You can DIY them from various materials or other pieces of unused furniture or plastic and use adhesive stripes to put them in place on the corners and edges that are in danger of being chewed on by your little hopping friend.
In addition to that, you can protect some parts, edges or carpet corners that stick out or lift up, by placing something like furniture or litter boxes right next to or on top of them to prevent the rabbit from having access to them.
Doors are another particular part of your home that bunnies may love. And especially the corners and bottoms of the doors. In order to protect them you can mount kick plates in those specific places. They will also be useful to cover any traces of chewing done before, so your doors will look alright when you've got guests.
Electrical Cords and Outlets
Wires and electrical cords are probably the most dangerous of all things rabbits can chew. Yes, it's annoying to have these chewed, but the biggest problem lies in the fact that bunny can get seriously injured when biting at anything that's got electricity traveling through it.
Electrical shock and burns are some of the most common injuries of bunnies who've gotten their teeth in all kinds of wires.
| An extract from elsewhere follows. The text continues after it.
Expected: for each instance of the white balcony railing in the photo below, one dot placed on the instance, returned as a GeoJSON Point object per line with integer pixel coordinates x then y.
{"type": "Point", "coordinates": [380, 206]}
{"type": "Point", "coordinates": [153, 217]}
Sometimes, death can also occur after the electrocution.
Therefore, protecting your electrical cords, wires, and outlets is a must if you want your bunny friend safe and sound. If possible, keep them all out of your rabbit's reach. Otherwise, use plastic cord concealers, spiral cable wrap or PVC pipes if there's no way you can get those cables out of your rabbit's space. For the outlets, to avoid being chewed on by your bunny, you can use a baby electrical outlet plug.
Wooden Furniture and Upholstery
Wooden furniture (especially the legs and lower edges and corners) and upholstery are also frequently under attack by playful rabbits. Though not very aesthetic, flex tubing or large PVC piping can do the trick of keeping those parts of your furniture intact against the chewing. Plastic furniture corner protectors are also a good option. The only trouble is that furniture comes in so many shapes and sizes that you may need to get creative and improvise in order to protect some parts of your furniture and upholstery.
Houseplants are another thing you need to protect from your rabbit. Some of them are even toxic to rabbits, so the best way is to ensure they are out of your bunny's reach, as they can cause them a lot of health troubles.
If you can't keep them away from your rabbit's area or room, at least keep them somewhere off the ground where your bunny can't reach. Even if they're not toxic to bunny, keeping them on the ground, with his digging habits, will only lead to a lot of mess.
Other Things to Consider
These are the most common things rabbits chew on, but depending on the configuration of your home, there might be other parts we missed. The idea is the same.
Also, there are other options that may be of help. Making things smell bad for your bunny should keep him away as well. Bitter sprays and other repellents are a good option.
Training and providing proper chewing toys to your bunny should also do the trick, but they might not be enough. You should always watch your bunny closely for a period to determine his habits and how inclined he is to chew on stuff. In some cases, training and chewing toys will work. If not, you'll need to rabbit proof your home.